Laporan reporter Tribunnews.com Endrapt Pramudhiaz
TRIBUNNEWS.COM, JAKARTA – CEO PT Pelabuhan Indonesia (Persero) atau Pelindo Arif Suhartono angkat bicara soal pengusaha yang mengeluhkan biaya logistik di Indonesia paling mahal di antara negara-negara ASEAN-5 (Indonesia, Malaysia, Malaysia). Filipina, Singapura, dan Thailand.
Menurut Arif, peran Pelindo terhadap biaya logistik sangat kecil. Tugas mereka di sini hanya melindungi dan menurunkan kontainer dari kapal.
Pelindo tinggal bongkar kontainer, lihat kontainernya, lalu owner (perusahaan pemilik kontainer) buka pintunya. Jadi peran Pelindo sangat kecil, ujarnya dalam rapat gabungan dengan Komisi VI DPR RI di Kompleks Parlemen. . Senayan, Jakarta, Rabu (3/7/2024).
Arif mengatakan, dalam hal ini pihaknya bisa membantu kelancaran logistik dengan memperpendek pelabuhan dan menahan kargo.
“Cara yang dilakukan Pelindo untuk mengatasi hal tersebut adalah dengan mempercepat prosesnya, yakni mempersingkat masa tinggal di pelabuhan dan masa tinggal muatan,” ujarnya.
Sebelumnya, Ketua Asosiasi Pengusaha Indonesia (Apindo) Shinta Kamdani mengatakan biaya berbisnis di Indonesia tergolong mahal atau mahal.
Dia mengatakan tingginya biaya tersebut membuat badan usaha tidak bisa berbisnis.
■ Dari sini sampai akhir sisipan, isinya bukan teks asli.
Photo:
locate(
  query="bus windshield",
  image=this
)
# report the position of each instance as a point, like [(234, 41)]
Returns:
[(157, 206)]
Permasalahan yang masih ada di Indonesia adalah ekonomi biaya tinggi,” kata Shinta dalam diskusi bertajuk “Presiden Baru, Masalah Lama” di kawasan Jenderal Sudirman, Jakarta Pusat. . Selasa (25 Juni 2024).
Menurutnya, Indonesia memiliki biaya logistik, rantai pasok, energi, tenaga kerja, dan kredit termahal di antara negara-negara ASEAN-5.
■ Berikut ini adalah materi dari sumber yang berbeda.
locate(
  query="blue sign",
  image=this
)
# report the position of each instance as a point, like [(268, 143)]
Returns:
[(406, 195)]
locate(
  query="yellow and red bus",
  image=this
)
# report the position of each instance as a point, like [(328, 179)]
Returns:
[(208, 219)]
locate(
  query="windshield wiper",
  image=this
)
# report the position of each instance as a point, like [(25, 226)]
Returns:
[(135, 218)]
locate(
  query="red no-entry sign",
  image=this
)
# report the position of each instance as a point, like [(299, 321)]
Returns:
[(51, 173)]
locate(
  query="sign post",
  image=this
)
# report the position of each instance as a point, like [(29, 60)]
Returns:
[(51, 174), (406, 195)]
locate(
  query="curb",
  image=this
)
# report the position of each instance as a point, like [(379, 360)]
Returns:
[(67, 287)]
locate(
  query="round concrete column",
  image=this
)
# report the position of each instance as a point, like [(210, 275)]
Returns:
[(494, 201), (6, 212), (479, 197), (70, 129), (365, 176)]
Negara-negara ASEAN-5 adalah Indonesia, Malaysia, Filipina, Singapura, dan Thailand.
Biaya logistik perdagangan, salah satu komponen biaya operasional Indonesia yang disebut Shinta, menyumbang 23,5 persen terhadap PDB. Hal ini dianggap relatif tidak efisien dan tidak kompetitif untuk perdagangan.
Dibandingkan beberapa negara lain, Indonesia cukup terpencil. Misalnya, biaya logistik komersial di Malaysia sebesar 13 persen dan di Singapura 8 persen.
Meski Badan Perencanaan Pembangunan Nasional (Bappenas) menyatakan biaya logistik komersial Indonesia akan turun hingga 14-15 persen pada tahun 2023, Shinta mengatakan kenyataannya berbeda.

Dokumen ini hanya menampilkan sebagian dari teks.